Они кого-то ждали у парадного. Девка была пышногрудая, смешливая, рыжеволосая. Она непрерывно что-то жевала из стоящей у ног корзины с лакомствами, поправляя съезжающую набок шляпку, ёжилась, хихикала, увёртываясь лениво от тискающих её кавалеров. Все трое были в подпитии…

Да, это было абсолютное торжество плоти над духом, наглое торжество денег, безделья и мамоны, перед которым пасуют всякие байки про святых и прекраснодушных героев, заступающихся за народ… Девка улыбнулась Иосифу, скорчила рожицу — чего, мол, уставился?

— А ты, Губитель, шептал. «Поклонись моему хозяину, откажись от Призвания и материнской клятвы, и получишь и это, и более того… И другие будут ишачить на тебя».

— Но ты, Негатив, просчитался — Иосиф ещё больше возненавидел порядок, при котором многие матери, сестры, отцы и братья должны зарабатывать на хлеб насущный, обслуживая и ублажая каких-то ничтожных лоботрясов, а то и губить свои души, как эта шлюха. Тоже чья-то дочь и сестра…

— И тогда я ещё кое-что придумал, — хихикнул АГ, — Девица снова улыбнулась уставившейся на неё голоштанной мелюзге, что-то шепнула кавалеру, тот порылся в кармане и бросил мальчишкам горсть монет. Ох как жадно бросились те за добычей, катались в пыли, завязалась драка. В коляске веселились от души. Побледневший Иосиф молча смотрел на них, стиснув губы.

— Вот она, твоя паства, — шептал я ему, — Твои прекраснодушные слушатели, дети Божий и все эти проповеди про Замысел и Истину… Вот она, истина. Сатана тут правит бал, и так будет всегда.

«Повсюду ходят нечестивые, когда ничтожные из сынов человеческих возвысились». /Пс. 11, 9/.

Теперь ты знаешь всему цену. Поклонись нам, Иосиф!

— И когда со двора, с чёрного хода вышла Екатерина, сгибаясь под тяжестью бельевой корзины, Иосиф молча взял у неё ношу — удушливый запах пота, духов и блевотины, и пошёл прочь.

Ты добивался, сын тьмы, чтоб Иосиф возненавидел унизительную бедность и взалкал мамону и порок, но добился прямо противоположного — он навсегда возненавидел унижающее, порабощающее богатство, а заодно и бедность, позволяющую так себя унижать и порабощать.
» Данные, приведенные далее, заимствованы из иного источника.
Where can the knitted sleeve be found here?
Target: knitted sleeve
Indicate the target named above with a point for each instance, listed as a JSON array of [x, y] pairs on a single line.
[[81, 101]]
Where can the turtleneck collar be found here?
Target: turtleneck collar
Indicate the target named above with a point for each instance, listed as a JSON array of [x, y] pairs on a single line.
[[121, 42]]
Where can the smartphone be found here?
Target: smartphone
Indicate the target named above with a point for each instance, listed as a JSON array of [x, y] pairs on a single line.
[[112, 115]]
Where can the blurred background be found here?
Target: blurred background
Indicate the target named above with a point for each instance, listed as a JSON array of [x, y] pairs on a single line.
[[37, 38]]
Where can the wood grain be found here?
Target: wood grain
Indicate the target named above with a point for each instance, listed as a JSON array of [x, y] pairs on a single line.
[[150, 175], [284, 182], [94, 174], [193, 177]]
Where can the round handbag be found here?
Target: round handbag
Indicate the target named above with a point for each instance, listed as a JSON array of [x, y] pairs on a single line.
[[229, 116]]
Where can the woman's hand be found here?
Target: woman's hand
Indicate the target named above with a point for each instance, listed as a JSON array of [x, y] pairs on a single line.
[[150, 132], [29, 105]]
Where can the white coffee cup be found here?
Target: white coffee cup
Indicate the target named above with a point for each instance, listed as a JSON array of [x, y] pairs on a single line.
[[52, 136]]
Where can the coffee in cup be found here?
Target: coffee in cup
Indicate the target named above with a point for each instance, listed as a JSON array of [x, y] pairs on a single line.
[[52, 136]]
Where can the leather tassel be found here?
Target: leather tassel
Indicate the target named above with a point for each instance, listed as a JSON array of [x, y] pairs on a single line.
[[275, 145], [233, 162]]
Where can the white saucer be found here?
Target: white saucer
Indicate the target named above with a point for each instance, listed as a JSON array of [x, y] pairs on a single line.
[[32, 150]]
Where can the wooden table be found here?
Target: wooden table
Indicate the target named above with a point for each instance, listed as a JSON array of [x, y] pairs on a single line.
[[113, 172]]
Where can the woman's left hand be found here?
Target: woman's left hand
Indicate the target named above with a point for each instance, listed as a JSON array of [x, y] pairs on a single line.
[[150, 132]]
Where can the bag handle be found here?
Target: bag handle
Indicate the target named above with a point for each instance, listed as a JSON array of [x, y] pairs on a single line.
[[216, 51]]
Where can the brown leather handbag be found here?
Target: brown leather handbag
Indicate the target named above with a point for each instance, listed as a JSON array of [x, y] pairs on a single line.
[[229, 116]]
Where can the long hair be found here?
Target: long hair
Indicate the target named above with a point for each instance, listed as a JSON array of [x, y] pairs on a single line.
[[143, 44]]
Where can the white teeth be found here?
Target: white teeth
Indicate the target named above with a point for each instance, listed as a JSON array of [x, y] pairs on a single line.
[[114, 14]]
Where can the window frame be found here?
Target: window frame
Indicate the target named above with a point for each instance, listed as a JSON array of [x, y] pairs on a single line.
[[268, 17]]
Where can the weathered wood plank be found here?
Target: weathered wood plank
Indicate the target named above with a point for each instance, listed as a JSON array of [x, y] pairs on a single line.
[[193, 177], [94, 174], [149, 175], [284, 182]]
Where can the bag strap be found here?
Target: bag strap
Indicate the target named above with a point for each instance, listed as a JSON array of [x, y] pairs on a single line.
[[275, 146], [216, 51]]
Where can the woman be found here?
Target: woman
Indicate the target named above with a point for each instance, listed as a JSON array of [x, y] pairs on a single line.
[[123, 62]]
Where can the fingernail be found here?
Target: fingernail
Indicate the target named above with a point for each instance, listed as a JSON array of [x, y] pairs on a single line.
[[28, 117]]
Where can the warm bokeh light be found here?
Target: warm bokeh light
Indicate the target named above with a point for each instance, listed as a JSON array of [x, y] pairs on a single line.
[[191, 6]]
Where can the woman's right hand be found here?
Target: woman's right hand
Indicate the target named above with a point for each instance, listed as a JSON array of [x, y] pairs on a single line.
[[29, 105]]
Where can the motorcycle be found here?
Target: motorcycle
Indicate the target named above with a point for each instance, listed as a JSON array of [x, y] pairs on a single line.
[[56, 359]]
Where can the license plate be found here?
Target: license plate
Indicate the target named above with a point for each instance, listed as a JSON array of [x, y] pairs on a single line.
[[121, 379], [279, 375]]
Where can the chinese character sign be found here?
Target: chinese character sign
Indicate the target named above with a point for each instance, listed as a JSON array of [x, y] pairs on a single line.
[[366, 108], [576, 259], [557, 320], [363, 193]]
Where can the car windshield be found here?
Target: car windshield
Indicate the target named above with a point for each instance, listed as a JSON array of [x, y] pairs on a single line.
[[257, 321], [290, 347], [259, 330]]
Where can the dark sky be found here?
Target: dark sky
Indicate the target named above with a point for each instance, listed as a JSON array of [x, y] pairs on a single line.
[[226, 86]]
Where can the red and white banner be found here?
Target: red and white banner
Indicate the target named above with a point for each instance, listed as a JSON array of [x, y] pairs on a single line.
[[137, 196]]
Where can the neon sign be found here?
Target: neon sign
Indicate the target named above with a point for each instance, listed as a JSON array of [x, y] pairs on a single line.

Да, он будет пастырем — думал он, и будет всеми силами обличать порок и вести народ к Свету Истины…

«Призри на завет Твой, ибо наполнились все мрачные места земли жилищами насилия.

Да не возвратится угнетенный посрамленным; нищий и убогий да восхвалят имя Твое.

Восстань, Боже, защити дело Твоё, вспомни вседневное поношение Твоё от безумного». /Пс. 73, 20–22/

«С небес Ты возвестил суд: земля убоялась и утихла, Когда восстал Бог на суд, чтобы спасти всех угнетённых земли». /Пс. 75, 9-Ю/

«Он укрощает дух князей. Он страшен для царей земных». /Пс. 75, 13/

А теперь дадим слово свидетелям жизни Иосифа в юности. Вот показания свидетеля Д. Гогохия:

«На выпускных экзаменах Иосиф особенно отличился. Помимо аттестата с круглыми пятёрками, ему выдали похвальный лист, что для того времени являлось событием из ряда вон выходящим, потому что отец его был не духовного звания и занимался сапожным ремеслом».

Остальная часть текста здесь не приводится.